Tabel 8. Data Analisis Pucuk dan Kisaran Sebaran Mutu Teh Jadi Kebun Kemuning, dari Bulan Februari sampai Mei 2008.

Uraian Februari Maret April Mei Rata-rata

Analisis Pucuk (%) Medium (MS) 65.5 64.8 67.8 68.4 66.6 Kasar 28 29.4 26.4 26.8 27.6 Rusak 6.5 5.8 5.8 4.8 5.7 Sebaran Mutu (%) Mutu 1 71.2 70.3 73.8 75.5 72.7 Mutu 2 7.5 8.9 7.8 6.8 7.6 Mutu lokal 21.3 20.8 18.4 17.7 19.5

Sumber : Bagian Pengolahan Kebun Kemuning 2008

Dari data analisis pucuk yang terdapat dalam Tabel 8 maka jumlah medium (MS) kebun Kemuning masih di bawah ketentuan syarat olah (70%) yaitu 66.6% dan persentase pucuk kasar yang masih tinggi yaitu 27.6%. Berfluktuasinya persentase pucuk ini menyebabkan persentase mutu 1 yang berfluktuasi juga dengan rata-rata 72.7 % dan tingginya pucuk kasar di atas 25% serta masih banyaknya pucuk rusak lebih dari 5% menyebabkan tingginya mutu lokal yang melebihi 5% dengan rata-rata 19.5. Hal ini disebabkan karena sistem petikan yang benar masih belum sepenuhnya dijalankan di kebun kemuning sehingga kualitas pucuk yang diharapkan belum tercapai. Bila dilihat rata-rata mutu 1 72.7 masih di bawah yang diharapkan kebun yaitu 75%.

Kebutuhan Tenaga Pemetik

Tenaga pemetik memegang peranan yang sangat penting dalam mencapai hasil petikan yang maksimal. Kebutuhan tenaga pemetik di suatu perkebunan perlu memperhitungkan jumlah tenaga yang dibutuhkan dan keterampilan dalam pelaksanaan pemetikan. Pengaturan kebutuhan tenaga pemetik di kebun Kemuning didasarkan pada luas areal yang dipetik dan kondisi pucuk di lapangan. Dari hasil perhitungan dapat diketahui kebutuhan tenaga pemetik di kebun Kemuning pada tahun 2007 melewati target perkiraan kebun (300 pemetik).

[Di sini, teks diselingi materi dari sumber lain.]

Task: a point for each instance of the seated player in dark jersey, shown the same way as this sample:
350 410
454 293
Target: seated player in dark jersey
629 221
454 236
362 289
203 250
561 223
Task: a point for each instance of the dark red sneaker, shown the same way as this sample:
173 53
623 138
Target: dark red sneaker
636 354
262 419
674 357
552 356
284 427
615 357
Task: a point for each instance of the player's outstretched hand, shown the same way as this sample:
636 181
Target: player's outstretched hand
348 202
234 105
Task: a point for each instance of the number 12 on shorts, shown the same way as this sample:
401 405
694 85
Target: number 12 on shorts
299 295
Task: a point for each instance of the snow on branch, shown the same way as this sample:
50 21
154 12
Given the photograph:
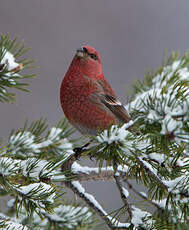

Pada umumnya mandor tidak membatasi jumlah karyawannya untuk mengantisipasi bila perusahaan mengalami kekurangan pemetik. Upaya yang dapat dilakukan untuk menambah kapasitas pemetik tanpa menambah jumlah pemetik adalah pemetikan dengan cara mekanis yaitu dengan gunting atau mesin petik, namun pemetikan mekanis ini mutunya lebih rendah daripada hasil petikan manual. Mutu pucuk hasil petikan mekanis persentase kasarnya lebih tinggi daripada hasil petikan manual tetapi tidak mengandung daun tua dan ranting yang tidak layak olah (Kartawijaya, et.al.1996).

Dari berbagai faktor yang diamati di atas semuanya merupakan faktor yang dapat mempengaruhi pemetikan secara langsung sehingga juga dapat mempengaruhi kualitas maupun kuantitas dari pucuk yang dihasilkan. Beberapa faktor tersebut harus mendapatkan perhatian dari pihak pengelola kebun demi keberlangsungan kebun tersebut.